Former DMN baffoon turned freelancer Gerry Fraley writes about ballparks that suck today, and as usual, takes his shots at the Rangers, concluding thusly...
Whomever Hicks sells to, and a group headed by team president and Hall of Famer Nolan Ryan should be considered the favorite, must be ready to peel off about $200 million to add the roof.
I'm not sure if Fraley is just hyperbolizing to get attention from basement-dwelling bloggers like me, or if he's serious...but the idea that the Ranger franchise is not viable without a domed stadium is foolishness.
Would TBIA be better with a retractable roof? No question. Would attendance be better with a retracted roof? No question.
But is TBIA really such a hellhole that no owner can buy the team if there isn't a roof in place?
Give me a break.
I don't know where the $200 million number came from, if it is a realistic estimate or if was plucked from Fraley's nether-regions.

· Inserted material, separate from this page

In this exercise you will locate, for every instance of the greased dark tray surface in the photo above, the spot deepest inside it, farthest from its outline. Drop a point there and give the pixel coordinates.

But the reality is, if you are going to pay to put a retractable roof on TBIA, you're probably just as well off building a whole new stadium.
It has been made pretty clear that, regardless of the other engineering issues, putting a roof on TBIA isn't feasible because the infrastructure isn't set up for there to be air conditioning to cool the entire stadium with a roof on it...basically, putting a roof on TBIA would turn it into an oven, which would be counter-productive.
Fraley's theory is that the ballpark situation basically drops the value of the Rangers by $200 million from what Forbes has the team valued at. And for the finances to work, if you amortize the $200 million spent on a new roof over an expected 20 year span, you'd have to make $18 million more per year in profit in order to cost-justify the expense. I haven't seen the numbers crunched, but I don't think that a retractable roof is going to generate that much more in revenues, much less in profit.
So, yeah, I guess you could say the new owners could go to Dallas and ask for the city to build a new retractable roof ballpark there. And in this economy, with a city that couldn't get the Rangers in the first place and couldn't keep the Cowboys, I imagine that's going to go nowhere.
So basically, Fraley's point is that the Rangers are a doomed franchise because their stadium doesn't have a roof. Good to see his view of our team hasn't changed much since he was collecting a paycheck for the Dallas Morning News.